Minutes after that, Father proposed placement in his home as “possibly . . . a solution” to that overlap. But Mother objected (and J.K. confirmed) that Father had prevented J.K. from contacting Mother during previous times J.K. had stayed with him. When Father replied to express willing-ness to permit communication and establish a parenting-time schedule, the court interjected, “Just for giggles, how does this affect the CHINS? All I want to know is does he admit or are we trying it? I don’t want the divorce either. It’s not my job.” When Father’s counsel reiterated that he did not admit J.K. was a CHINS, the trial court interrupted, “Then . . . call your first witness.” It then went on to call the parties’ dispute “ridiculous and retarded,” fault the parties for “stupidity,” and continue the hearing to a new date to order the parties into mediation: [ILB - to continue reading, start at the end of p. 2] * * *
Here, the prejudicial effect of the statements compounded with repetition through two hearings. Moreover, the court’s repeated implication of being unreceptive and hostile to the parties came to a head when it told Father, “If I were you I’d waive fact-finding” or else “find your butt finding a new job,” unless he wanted to “play that game” of having a contested hearing. The cumulative effect of the trial court’s comments and demeanor had a direct impact on Father accepting the court’s leading suggestion to “waive fact-finding.” Such coercion is fundamental error, and we reverse J.K.’s adjudication as a CHINS accordingly.
Conclusion. Because the trial court’s remarks and conduct, in their cumulative effect, breached the court’s duty of impartiality and amounted to coercion of Father, we reverse the CHINS adjudication.

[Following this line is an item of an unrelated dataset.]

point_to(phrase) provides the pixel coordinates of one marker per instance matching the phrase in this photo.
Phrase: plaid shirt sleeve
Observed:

Dickson, Rucker, and David, JJ.,concur.
Massa, J., concurs in result.
In Daniel Lee Pierce v. State of Indiana, an 18-page 5-0 opinion, including a brief, separate "concurring in result" opinion, Justice Massa writes:
Daniel Pierce appeals his convictions for molesting his three young granddaughters, arguing he was entitled to separate trials on the allegations of each individual victim. We are asked to decide whether his offenses were joined not only for being “of the same or similar character” but also because they were based “on a series of acts connected together” under Indiana Code section 35-34-1-9(a)(2). Because we find Pierce’s abuse of girls in his care was sufficiently connected, we hold he is not entitled to new and separate trials. We affirm Pierce’s convictions, and we remand only for the purpose of resentencing on one count. * * *
Rush, C.J., and David, J., concur.
Rucker, J., concurs in result with separate opinion in which Dickson, J., concurs. [It reads in part] I continue to believe, however, “our traditional approach in resolving claims of severance fails to provide meaningful guidance to either the bench or the bar, and thus lends itself to inconsistent results, even where the facts are very similar.” * * * We would be well-advised to provide greater clarity to an area of the law that remains in a state of confusion.